Visto oggi: Shimotsuma monogatari
Chi di voi avesse apprezzato il noiosissimo Cutie Honey non mancherà di gradire questo Shimotsuma Monogatari, che si nutre a piene mani di materiali pop giapponesi, di estetica delle idol, di percorsi narrativi dei manga, di street look, di innesti anime e altre amenità. Un trionfo del kitsch, giocato però in modo molto più accorto e consapevole (pure troppo, dirà qualcuno) che nel marasma indistinto e decerebrato più che demenziale del film di Anno. Non è abbastanza per piacermi, ma almeno non ci si annoia, e a tratti ci si diverte genuinamente. Nella colonna sonora grandi quantità di Johann Strauss e di Yoko Kanno. Qui il trailer.
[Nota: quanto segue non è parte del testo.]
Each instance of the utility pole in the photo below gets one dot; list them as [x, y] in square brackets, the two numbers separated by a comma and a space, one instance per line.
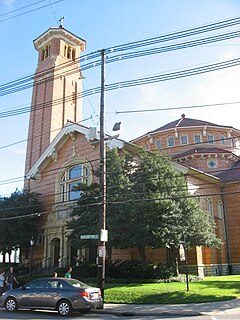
[102, 217]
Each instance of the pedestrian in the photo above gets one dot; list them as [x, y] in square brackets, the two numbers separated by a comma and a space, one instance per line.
[68, 274]
[11, 279]
[2, 282]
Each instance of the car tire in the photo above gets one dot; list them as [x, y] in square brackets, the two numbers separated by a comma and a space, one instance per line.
[84, 311]
[64, 308]
[11, 304]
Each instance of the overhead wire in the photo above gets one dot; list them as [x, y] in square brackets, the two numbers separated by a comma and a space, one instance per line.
[29, 11]
[131, 55]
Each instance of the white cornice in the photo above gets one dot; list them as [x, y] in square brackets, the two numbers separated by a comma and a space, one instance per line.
[61, 138]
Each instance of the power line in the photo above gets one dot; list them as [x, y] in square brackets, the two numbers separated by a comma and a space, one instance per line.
[92, 55]
[137, 82]
[29, 11]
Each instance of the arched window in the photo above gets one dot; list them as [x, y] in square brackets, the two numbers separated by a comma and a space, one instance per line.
[71, 177]
[222, 138]
[220, 209]
[184, 139]
[45, 52]
[170, 140]
[210, 138]
[197, 138]
[158, 144]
Segnalazioni televisive con largo anticipo
Domenica 6 febbraio 1.20 Raitre: Vai e vedi. Vagamente ispirato a L'infanzia di Ivan, uno dei film più duri sulla seconda guerra mondiale che mi sia mai stato dato di vedere. Un'apocalittica discesa agli inferi di 146 minuti. Sabato 12 febbraio 1.05 Raitre: L'isola. Sicuramente se leggete queste pagine avrete quantomeno sentito nominare Kim Ki-duk. Nel caso non lo conosciate benissimo e abbiate visto si e no i due (magnifici) film passati nelle sale italiane, avete modo di rifarvi guardando quello che è probabilmente il più crudo e contemporaneamente il più rarefatto dei suoi lavori. Un'esperienza poco gradevole e difficilmente dimenticabile, in cui si impara che violenza e tenerezza sono intimi parenti. Come quasi sempre in Kim, è una grande storia d'amore.